Offering a Flexible Spending Account (FSA) is a great way for employers to retain and attract new talent and promote financial wellness. 

Employers may be reluctant to offer an FSA because of the concern that they will end up losing money, due to the universal availability requirement attached to health FSAs. Universal availability allows participants to be reimbursed for expenses up to their full annual contribution election, regardless of how much they have actually deferred into the plan. When employees access the funds early in a plan year, the expectation is that they will pay the amount back before the year is over. However, if an employee terminates prior to the plan year end, the employer ends up paying for those expenses (frequently referred to as an overspent account). 

The good news is that employers can balance the losses from overspent FSA accounts with amounts left behind by other employees who never submit claims for reimbursement. These amounts are referred to as forfeitures. 

Recent research by the Employee Benefits Research Institute (EBRI) indicates that employers should not generally be concerned about overspent accounts. Early studies reveal that participants are regularly forfeiting substantial FSA sums. Results from a study conducted in 2020 reflected that 40% of FSA owners forfeited at least some of their FSA dollars. Average per-participant forfeitures were between $339-$408.

With all these funds being left behind by participants, instead of overspent accounts employers may instead face the problem of over-funded FSAs. What should an employer do with these forfeitures?

FSAs are subject to both the Internal Revenue Code and ERISA (unless the employer is exempt from ERISA because they are a governmental or church entity).
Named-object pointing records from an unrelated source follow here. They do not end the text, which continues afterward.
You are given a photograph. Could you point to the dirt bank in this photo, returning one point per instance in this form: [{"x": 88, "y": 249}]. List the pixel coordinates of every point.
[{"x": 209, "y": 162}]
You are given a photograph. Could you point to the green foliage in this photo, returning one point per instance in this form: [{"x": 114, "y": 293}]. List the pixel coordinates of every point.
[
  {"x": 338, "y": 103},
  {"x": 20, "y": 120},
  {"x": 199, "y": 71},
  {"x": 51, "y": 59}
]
Within these laws there are restrictions that govern how employers can use forfeited dollars. For health FSAs, employers are permitted to use forfeitures in the following ways:

  • to reduce salary reductions for the following year on a reasonable and uniform basis,
  • to return to employees on a reasonable and uniform basis, or
  • to defray plan expenses.

The most common way employers use forfeitures is to defray plan expenses, using the forfeiture to pay the administrative expenses of their FSA third-party administrator (TPA). If the TPA administers multiple plans for the employer, the forfeitures should not be used to pay any other plan’s expenses. 
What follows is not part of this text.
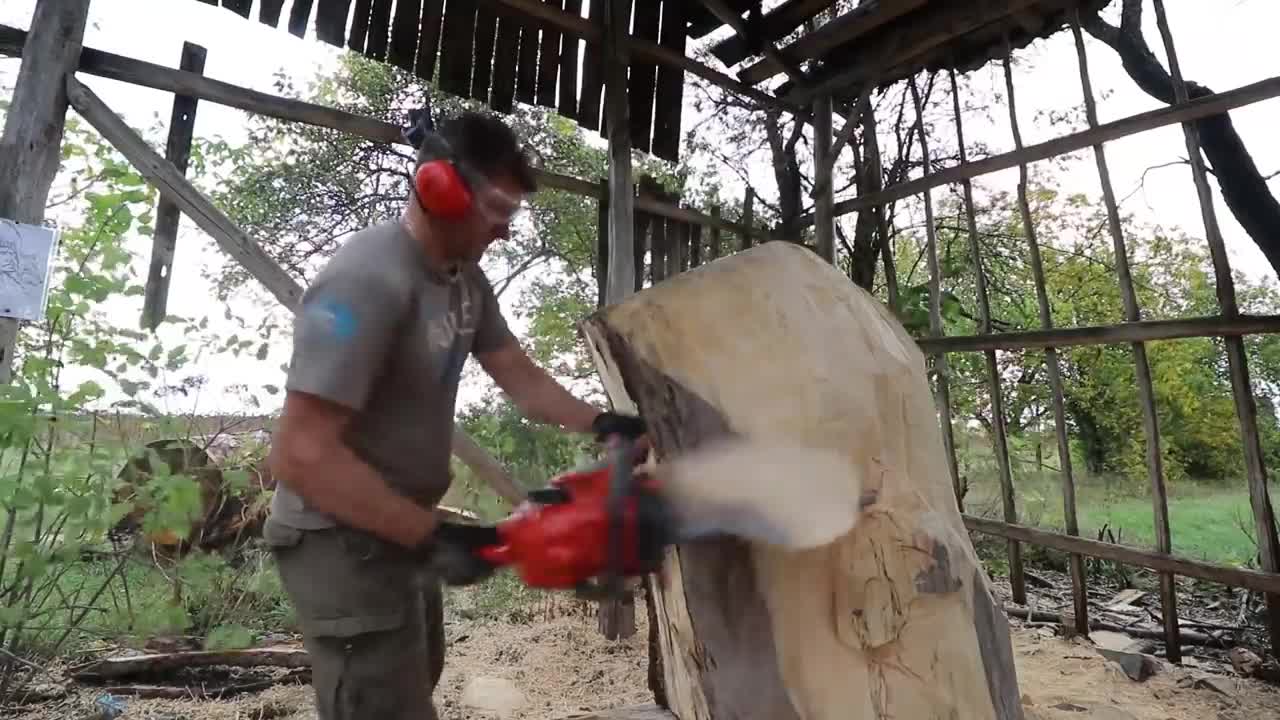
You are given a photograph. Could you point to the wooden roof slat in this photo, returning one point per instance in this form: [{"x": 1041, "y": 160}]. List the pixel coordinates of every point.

The forfeitures can also be used against salary reductions in the following year or returned to employees. However, both methods require the employer to allocate the forfeitures on a “reasonable and uniform basis,” meaning that the amounts cannot be directed at the employees who actually forfeited their balances, but spread across all participants in the plan. 

ERISA prohibits employers from retaining excess funds, but for plans not subject to ERISA (e.g. dependent care FSAs, or health FSAs offered by ERISA-exempt employers) this is an option. 

The FSA plan document may provide further guidance or direction on the use of forfeitures, and in that case the employer should also follow the requirements of their plan document.   

Employers who have substantial FSA forfeitures in their plan may want to focus on employee education to reduce amounts employees leave behind and ensure that they are able to make the most of their benefits. Employers can also provide a grace period or a carryover to permit participants additional time to use their FSA dollars. Another solution is to offer a runout period of 90 days to submit claims, allowing employees the longest possible periods of time to submit claims and reduce FSA funds left behind at the end of the year.